医師を志した背景には、同じく医師である父の存在があります。幼少期から父の職場に顔を出し、患者さんに優しく接する姿を見て、自分も父のようになりたいと思ったんです。循環器内科を選んだのは、高齢化に伴い心疾患や高血圧の人は増えると予測し、そこに対応できる科目を学べば、お役に立てることが増えるのではと思ったからですね。大学を卒業した後は、医局を含めて県内外の複数の医療機関に勤務し、その中でさまざまな経験をさせてもらいました。

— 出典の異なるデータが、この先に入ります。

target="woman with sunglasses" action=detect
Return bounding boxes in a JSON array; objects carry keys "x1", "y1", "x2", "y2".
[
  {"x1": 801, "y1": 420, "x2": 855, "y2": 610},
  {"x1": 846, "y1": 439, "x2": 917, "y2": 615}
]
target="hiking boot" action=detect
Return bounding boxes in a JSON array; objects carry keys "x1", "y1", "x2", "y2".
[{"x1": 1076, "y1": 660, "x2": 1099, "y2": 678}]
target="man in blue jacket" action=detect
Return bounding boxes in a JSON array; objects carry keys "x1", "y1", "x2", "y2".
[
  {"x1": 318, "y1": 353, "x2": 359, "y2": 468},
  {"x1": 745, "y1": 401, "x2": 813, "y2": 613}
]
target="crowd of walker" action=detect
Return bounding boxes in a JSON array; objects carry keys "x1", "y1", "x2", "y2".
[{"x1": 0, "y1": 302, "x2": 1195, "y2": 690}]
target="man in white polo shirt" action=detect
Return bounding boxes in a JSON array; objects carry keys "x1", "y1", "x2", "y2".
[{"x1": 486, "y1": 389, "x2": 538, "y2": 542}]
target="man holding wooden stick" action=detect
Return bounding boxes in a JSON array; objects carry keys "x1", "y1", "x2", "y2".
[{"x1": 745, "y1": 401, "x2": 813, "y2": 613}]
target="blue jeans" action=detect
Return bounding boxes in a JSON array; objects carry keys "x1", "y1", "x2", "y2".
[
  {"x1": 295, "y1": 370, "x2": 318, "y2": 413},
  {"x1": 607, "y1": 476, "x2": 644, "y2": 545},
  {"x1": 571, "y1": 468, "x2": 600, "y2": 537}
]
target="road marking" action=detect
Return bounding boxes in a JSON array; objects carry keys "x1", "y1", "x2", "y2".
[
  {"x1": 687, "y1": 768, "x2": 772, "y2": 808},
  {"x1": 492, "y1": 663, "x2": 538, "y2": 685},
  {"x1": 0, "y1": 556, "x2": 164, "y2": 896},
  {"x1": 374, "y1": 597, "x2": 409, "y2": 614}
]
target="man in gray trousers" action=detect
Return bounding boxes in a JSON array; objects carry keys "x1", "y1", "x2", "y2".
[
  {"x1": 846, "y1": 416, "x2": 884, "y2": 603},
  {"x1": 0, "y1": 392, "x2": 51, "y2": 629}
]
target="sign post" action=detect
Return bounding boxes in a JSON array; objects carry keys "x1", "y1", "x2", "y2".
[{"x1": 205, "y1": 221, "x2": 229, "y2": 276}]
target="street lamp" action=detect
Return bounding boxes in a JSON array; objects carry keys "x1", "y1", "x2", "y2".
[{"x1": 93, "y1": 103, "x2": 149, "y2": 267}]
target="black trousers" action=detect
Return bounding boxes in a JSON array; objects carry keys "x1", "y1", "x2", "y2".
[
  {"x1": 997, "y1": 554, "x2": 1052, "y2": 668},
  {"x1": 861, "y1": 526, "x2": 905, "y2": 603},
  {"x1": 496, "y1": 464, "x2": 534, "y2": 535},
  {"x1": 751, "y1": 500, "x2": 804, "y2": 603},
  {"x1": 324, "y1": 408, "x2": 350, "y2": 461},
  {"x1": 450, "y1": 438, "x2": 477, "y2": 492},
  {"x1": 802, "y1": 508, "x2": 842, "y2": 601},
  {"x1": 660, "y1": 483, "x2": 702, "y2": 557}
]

勤務医時代の経験が今にどう生かされていると思われていますか?

そうですね。過疎部の小さな病院で勤めた際には、医師が私を含めて十数名しかおらず、「診療科を越えて何でも対応しなくてはいけない」という大変さはあったものの、脳梗塞や肺炎をはじめ全身の病気を治療する機会を得られましたね。療養型の病院では寝たきりの方のケアや全身管理の経験を経て、治療の早期介入の重要性や、QOL(クオリティー・オブ・ライフ)の維持・向上の大切さを改めて知ることができました。そして、最後に勤務した島根県立中央病院では、循環器内科でカテーテル治療などの技術を磨くことができましたし、急性期から回復期までのさまざまな患者さんの治療や診療にあたった経験を通して、悪化した場合のリスクを考慮しながら、医療とQOLの両方の軸から適切な診療を行うことができるようになったと感じています。

今後の展望をお願いします。

河端哲也院長 河端循環器内科医院6

心血管疾患は早期の診断・治療によって予後が変わります。しかし、心筋梗塞といった重篤な病気は自覚症状なく突然起こる上に、重大な後遺症を残したり、命を奪うこともあります。だからこそ「そもそも起こさない」ことが重要なのです。循環器の第一線で長年研鑽してきた医師として、今後は心血管疾患で苦しむ人が減るように、この地で新たな役割を果たしたいと考えています。まずは、地域の皆さんに当クリニックの存在や専門性を認めてもらえるようになることが目標ですね。